Years ago, while living in Calgary, we knew a couple who got heavily enmeshed in the world of personal development Tony Robbins style. Not actually Tony Robbins or his company, but a similar type of business the name of which, after all these years, I can't remember, if I ever knew it.

This couple were quite evangelical about their program of personal development. I remember that because I went to an introductory seminar with the female partner of the couple, and, while I did not succumb to the seductions of the well orchestrated speaking program which promised to make all my dreams come true, some other mutual friends did.




Strangely, the one thing I remember about the introductory seminar I went to was the pneumatic breasts of the female presenter.

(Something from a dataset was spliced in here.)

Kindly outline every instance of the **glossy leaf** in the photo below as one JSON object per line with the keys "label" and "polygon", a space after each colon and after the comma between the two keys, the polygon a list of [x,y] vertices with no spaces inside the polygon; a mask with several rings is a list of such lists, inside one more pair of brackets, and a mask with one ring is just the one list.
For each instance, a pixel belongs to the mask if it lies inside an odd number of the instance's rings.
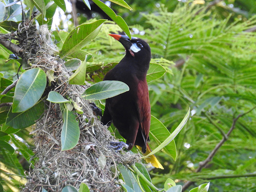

They were far too perfect and this was in a time when cosmetic plastic surgery was not that common and those big and seemingly impeccable hooters were pretty obviously fake. Which is odd in a personal development guru, but perhaps the universe gifted her the knockers she had always wanted. I don't know. What I do know, is that they would have been costly back then so clearly the personal development gig was a lucrative one.

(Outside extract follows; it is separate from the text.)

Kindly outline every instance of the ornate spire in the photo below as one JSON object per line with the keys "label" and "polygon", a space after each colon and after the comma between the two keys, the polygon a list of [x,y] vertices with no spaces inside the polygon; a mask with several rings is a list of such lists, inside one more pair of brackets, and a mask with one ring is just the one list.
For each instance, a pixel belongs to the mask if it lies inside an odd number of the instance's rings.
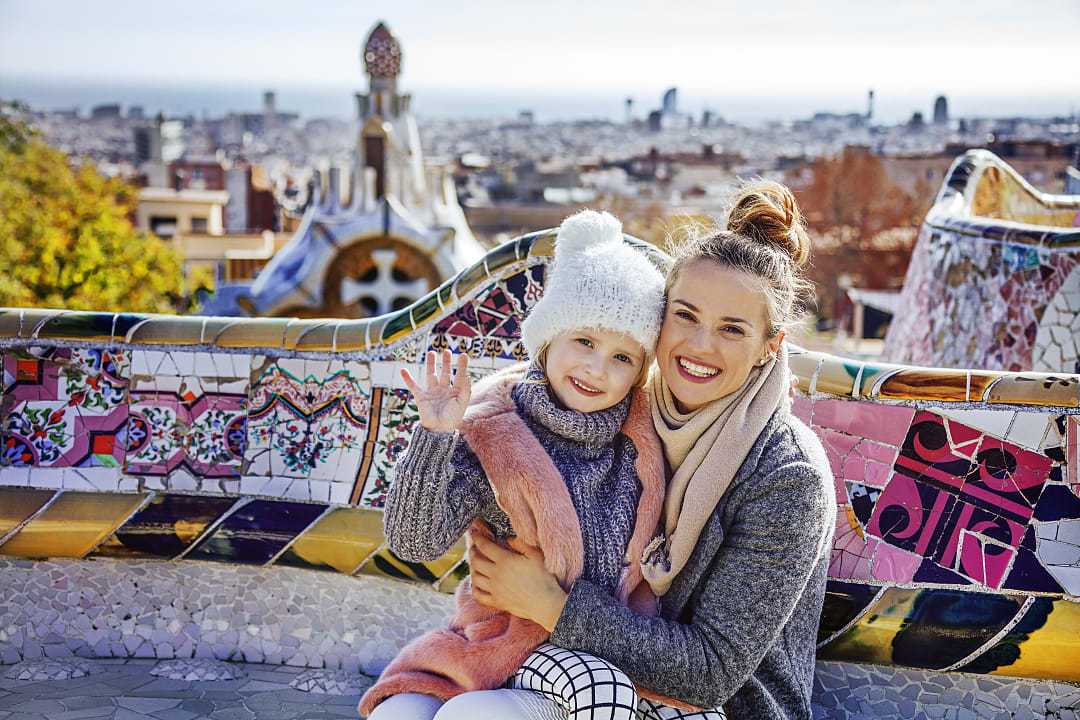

This, however, is all a rather wordy digression from the main point of the story which is that the couple or the movement more precisely - because I noticed the same thing in other mutual acquaintances who were drawn into the circle of endless personal development - had their own language in which they communicated. I don't mean a different language with a new alphabet, but a language of idiom that was so idiosyncratically the language of personal development that it was unmistakable.

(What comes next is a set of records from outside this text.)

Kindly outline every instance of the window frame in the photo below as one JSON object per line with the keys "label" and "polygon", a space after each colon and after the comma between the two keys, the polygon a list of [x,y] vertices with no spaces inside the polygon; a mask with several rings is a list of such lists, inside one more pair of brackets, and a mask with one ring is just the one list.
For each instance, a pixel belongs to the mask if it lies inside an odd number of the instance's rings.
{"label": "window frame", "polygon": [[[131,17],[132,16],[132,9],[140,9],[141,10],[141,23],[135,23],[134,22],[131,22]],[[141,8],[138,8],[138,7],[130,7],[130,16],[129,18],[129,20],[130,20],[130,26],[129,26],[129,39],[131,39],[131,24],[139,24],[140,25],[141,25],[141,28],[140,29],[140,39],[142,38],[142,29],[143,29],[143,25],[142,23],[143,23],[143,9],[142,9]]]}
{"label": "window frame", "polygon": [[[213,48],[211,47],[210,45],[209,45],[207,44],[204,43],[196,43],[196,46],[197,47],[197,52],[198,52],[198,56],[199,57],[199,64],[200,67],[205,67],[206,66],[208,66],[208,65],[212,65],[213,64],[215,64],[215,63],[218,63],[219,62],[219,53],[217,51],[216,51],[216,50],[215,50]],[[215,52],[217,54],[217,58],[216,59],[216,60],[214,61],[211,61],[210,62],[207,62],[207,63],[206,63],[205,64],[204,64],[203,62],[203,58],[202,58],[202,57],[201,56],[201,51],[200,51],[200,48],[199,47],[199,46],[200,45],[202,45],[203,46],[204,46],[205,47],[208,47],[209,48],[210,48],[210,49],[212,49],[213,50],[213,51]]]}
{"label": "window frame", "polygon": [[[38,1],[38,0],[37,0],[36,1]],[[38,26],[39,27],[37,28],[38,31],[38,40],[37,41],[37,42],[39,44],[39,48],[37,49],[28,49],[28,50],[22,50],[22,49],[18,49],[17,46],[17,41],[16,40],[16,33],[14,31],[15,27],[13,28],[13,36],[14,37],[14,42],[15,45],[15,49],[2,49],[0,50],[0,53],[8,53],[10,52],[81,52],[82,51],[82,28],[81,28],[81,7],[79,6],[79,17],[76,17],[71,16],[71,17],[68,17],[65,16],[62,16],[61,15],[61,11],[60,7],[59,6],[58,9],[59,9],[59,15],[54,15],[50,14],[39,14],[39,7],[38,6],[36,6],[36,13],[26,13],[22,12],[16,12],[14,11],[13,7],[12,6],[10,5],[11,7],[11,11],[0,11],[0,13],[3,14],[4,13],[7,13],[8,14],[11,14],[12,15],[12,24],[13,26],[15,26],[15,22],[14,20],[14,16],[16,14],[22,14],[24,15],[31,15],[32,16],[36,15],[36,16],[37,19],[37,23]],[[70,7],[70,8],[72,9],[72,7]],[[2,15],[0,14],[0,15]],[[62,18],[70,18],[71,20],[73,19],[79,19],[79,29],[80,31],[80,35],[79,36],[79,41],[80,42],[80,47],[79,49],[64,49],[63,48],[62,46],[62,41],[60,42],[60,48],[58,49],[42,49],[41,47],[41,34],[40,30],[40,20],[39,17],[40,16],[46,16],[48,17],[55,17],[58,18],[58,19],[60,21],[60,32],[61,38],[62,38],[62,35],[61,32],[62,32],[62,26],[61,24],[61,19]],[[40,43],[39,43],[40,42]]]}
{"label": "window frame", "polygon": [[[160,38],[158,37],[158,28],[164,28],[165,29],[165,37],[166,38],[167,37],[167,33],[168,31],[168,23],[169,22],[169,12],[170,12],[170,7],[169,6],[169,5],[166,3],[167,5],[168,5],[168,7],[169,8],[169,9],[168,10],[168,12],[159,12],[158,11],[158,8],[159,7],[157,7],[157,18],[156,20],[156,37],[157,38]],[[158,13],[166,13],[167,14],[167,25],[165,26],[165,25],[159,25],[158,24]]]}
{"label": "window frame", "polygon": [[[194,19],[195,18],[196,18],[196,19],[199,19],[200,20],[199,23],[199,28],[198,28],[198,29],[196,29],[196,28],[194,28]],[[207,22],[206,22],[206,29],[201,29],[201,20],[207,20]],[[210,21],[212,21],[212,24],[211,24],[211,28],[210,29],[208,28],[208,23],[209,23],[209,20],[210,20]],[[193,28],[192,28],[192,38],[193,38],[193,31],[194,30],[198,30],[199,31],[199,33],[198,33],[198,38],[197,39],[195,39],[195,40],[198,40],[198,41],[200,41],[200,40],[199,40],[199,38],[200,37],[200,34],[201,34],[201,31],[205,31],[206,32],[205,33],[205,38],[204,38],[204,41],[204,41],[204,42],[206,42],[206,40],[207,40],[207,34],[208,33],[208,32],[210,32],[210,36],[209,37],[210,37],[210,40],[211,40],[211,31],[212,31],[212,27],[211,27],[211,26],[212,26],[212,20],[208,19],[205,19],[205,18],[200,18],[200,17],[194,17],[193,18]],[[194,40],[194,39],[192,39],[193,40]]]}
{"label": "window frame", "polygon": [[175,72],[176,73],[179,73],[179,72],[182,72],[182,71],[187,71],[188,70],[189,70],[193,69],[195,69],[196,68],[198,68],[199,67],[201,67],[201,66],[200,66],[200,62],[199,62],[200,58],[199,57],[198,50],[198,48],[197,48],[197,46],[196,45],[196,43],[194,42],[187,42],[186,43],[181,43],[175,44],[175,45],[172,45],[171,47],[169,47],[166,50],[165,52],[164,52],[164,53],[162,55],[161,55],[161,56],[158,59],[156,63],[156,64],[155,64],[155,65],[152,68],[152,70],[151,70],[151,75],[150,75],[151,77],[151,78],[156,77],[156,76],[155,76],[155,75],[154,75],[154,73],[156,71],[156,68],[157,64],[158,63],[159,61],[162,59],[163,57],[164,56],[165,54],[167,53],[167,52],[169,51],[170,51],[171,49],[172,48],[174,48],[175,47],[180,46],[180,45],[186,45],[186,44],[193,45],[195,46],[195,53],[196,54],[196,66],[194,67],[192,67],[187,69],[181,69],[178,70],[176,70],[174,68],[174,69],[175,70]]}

Whilst engaged in the boring but necessary duties of modern life today - you know, taking out the bins, vacuuming the floors - I was listening to a climbing podcast and two guys talking about adventuring, and I instantly recognised the language because, it turns out, adventurers have a shared language as well. Climbers, paddlers, skiers - combatants in the "adrenaline" sports have long been known to have a common language. Spend an evening among normal folk and pepper your conversation with crimps, flashes, beta-spray, not to mention pink point, red point, and head point, and soon your dinner companions will be searching for an exit strategy as quickly as Scott Morrison looks for an excuse or a photo opportunity.

The main benefit of shared language, however, is not that it allows us to quickly and comprehensively describe the climb, the river or the ski descent, but that it allows adventurers to recognise each other.




I spent an hour or so today talking to a guy who had just bought a second hand kayak and was interested in joining our state wide sea kayak club. The first thing any sea kayaker will do in this situation is find out what boat the new paddler has acquired because, in the absence of a sea kayak you can't really kayak on the sea; the place where wind, tide and swell rule. Just like you cannot ski in the backcountry without touring bindings, skis and boots, there is one absolute piece of equipment required for paddling on the sea and that is a sea-worthy boat.

It turns out, perhaps unhappily for this guy, that he bought a lake boat with no front bulkhead - among other deficiencies - so I had to break it to him that his plan to paddle the high seas in this boat was going nowhere. A tough task, and I am not sure he believed me, after all, the shop assistant at the "other" kayak store had told him to stuff the bow with pool noodles. Sure, I had a vision, as do you now, of the kayak pitch-poling in the surf and the brightly coloured pool noodles exploding out into the swash zone with kayak going one way, paddler another, and a dozen pool noodles every which way. Of course, that is not even the half of the issue, how would this boat handle wind, waves, tides, swell; it would not, of course, it is a lake boat. But we had no shared language with which I could explain this.




So I talked about wind and weather cocking, swell, and sea, tidal currents and all the things that meant that this boat was not equipped to go onto the open ocean, but we had no shared language of adventure and so he could not understand why this boat - reviewed as "handling waves well" in Mens Journal - was not going to work.

One winter in Nelson, I had a new guy come along on an early season ski trip I was leading for our local mountaineering club, equipped, on the advice of the local gear shop owner, in big heavy boots, wide skis and the most robust, and coincidentally heavy (and expensive) touring bindings on the market. When he asked our opinion of his new set up, we said the only thing possible, "all your gear is too heavy and you won't be able to keep up." Another tough conversation as he had just dropped several thousand dollars on this shiny new and weighty gear. He dismissed this out of hand as the shop owner, who clearly knew more than us, had assured him that this was the gear he needed for the backcountry. New guy made it half an hour from the parking lot before turning back exhausted.




And, it was all so obvious because we had no shared language of adventure, not with any of the shop owners or the ski guy or the new kayak guy.